La mission parlementaire présidée par André Gerin va rendre son rapport le 26 janvier. Elle va demander, dans une proposition de résolution, que le port du voile intégral soit «prohibé sur le territoire de la République».
LE FIGARO. À titre personnel, êtes-vous favorable à une loi pour interdire le port de la burqa en France ?
André GERIN. Sur le principe, bien sûr. D'ailleurs, au sein de la mission parlementaire, personne n'est opposé à cette idée. Le problème, c'est le contenu de la loi, qui doit être élaborée de façon pluraliste, en prenant le temps nécessaire. J'espère que nous obtiendrons un point de vue partagé par toutes les sensibilités de l'Assemblée nationale.
Que pensez-vous de la proposition de loi portée par Jean-François Copé, qui préconise l'interdiction du voile intégral dans tout l'espace public ?

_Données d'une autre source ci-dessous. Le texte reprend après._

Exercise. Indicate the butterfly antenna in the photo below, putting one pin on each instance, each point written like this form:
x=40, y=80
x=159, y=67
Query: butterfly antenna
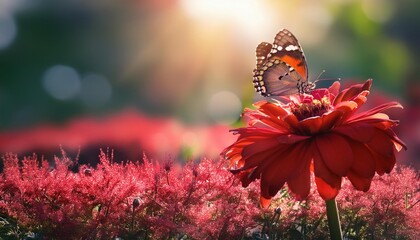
x=325, y=79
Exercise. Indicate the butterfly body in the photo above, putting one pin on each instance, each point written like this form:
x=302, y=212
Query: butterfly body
x=281, y=68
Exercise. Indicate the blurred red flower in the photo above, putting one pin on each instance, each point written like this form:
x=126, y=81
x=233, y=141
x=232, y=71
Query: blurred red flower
x=321, y=132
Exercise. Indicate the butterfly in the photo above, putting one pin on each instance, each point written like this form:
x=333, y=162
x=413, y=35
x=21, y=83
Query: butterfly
x=281, y=68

Sur la méthode, je considère que Jean-François Copé confond vitesse et précipitation et qu'il se comporte comme un éléphant dans un magasin de porcelaine. Je note que le président du groupe UMP ne faisait pas partie des 58 députés signataires, en majorité UMP, d'une demande de création, en juin 2009, d'une commission d'enquête sur le sujet. Sur le fond, s'il s'agit vraiment d'une contribution, je la mettrai dans le dossier des travaux de la mission parlementaire. Mais le problème de l'espace public, c'est-à-dire la rue, est très délicat. Cela dépasse complètement la question du voile intégral en tant que tel.
Quel pourrait être le cadre d'une loi susceptible de recueillir un consensus ?
Il faut prendre en compte les notions d'ordre public, de dignité de la femme, de relations avec autrui. Pour être efficace, cette loi doit aller dans le sens de la libération des femmes contraintes. Car se couvrir le visage, ce n'est pas un vêtement, c'est un linceul, ce qui signifie la négation de l'identité, de la personnalité. Je suis tout à fait d'accord avec Martine Aubry quand elle dit que cela ne doit pas être une loi de circonstance. Il faut traiter aussi le problème des talibans français, qui obligent ces femmes mineures ou majeures à être voilées. Je désigne par le terme de taliban le mari, le grand frère, la famille, voire le quartier, car il y a une sorte de charia dans certains quartiers. Et le voile intégral, c'est la partie visible de cette marée noire de l'intégrisme fondamentalisme.
Marie-George Buffet, la secrétaire nationale du PCF, est totalement opposée à une loi qui risquerait de « stigmatiser l'islam ». Comment réagissez-vous ?
Je pense qu'au sein du Parti communiste, on n'est pas sorti de l'angélisme. Il n'y a eu aucun débat sérieux sur le sujet, y compris au plus haut niveau. Et je ne suis pas sûr que la majorité des communistes partage l'avis de la direction. Ce qui est gravissime, c'est la complaisance d'une partie de la gauche.
Avez-vous, comme président de cette mission, découvert des réalités que vous ne soupçonniez pas ?
En six mois, j'ai découvert que le problème est encore plus grave que je ne pensais. Dans certaines entreprises du CAC 40 se constituent des syndicats religieux ou communautaristes qui remettent en cause la mixité au travail, ou la tenue vestimentaire des femmes. Dans certains établissements scolaires, 50 % des jeunes filles mineures sont exonérées de gymnastique ou de piscine, et des gamins contestent les cours d'histoire ou de sciences naturelles. Les enseignants nous supplient de les aider. En milieu hospitalier, des médecins hommes sont menacés individuellement par des gourous qui accompagnent des femmes voilées et qui exigent que leurs médecins soient des femmes. Une chose est sûre : dans les lieux ouverts au public, ce sera comme une lame de couteau. L'interdiction du voile intégral sera absolue.
Quel rôle peut jouer le Conseil français du culte musulman ?
Je demande à ses dirigeants d'avoir une voix plus forte pour combattre l'intégrisme à leur manière. Il faut que l'islam soit « républiquement compatible».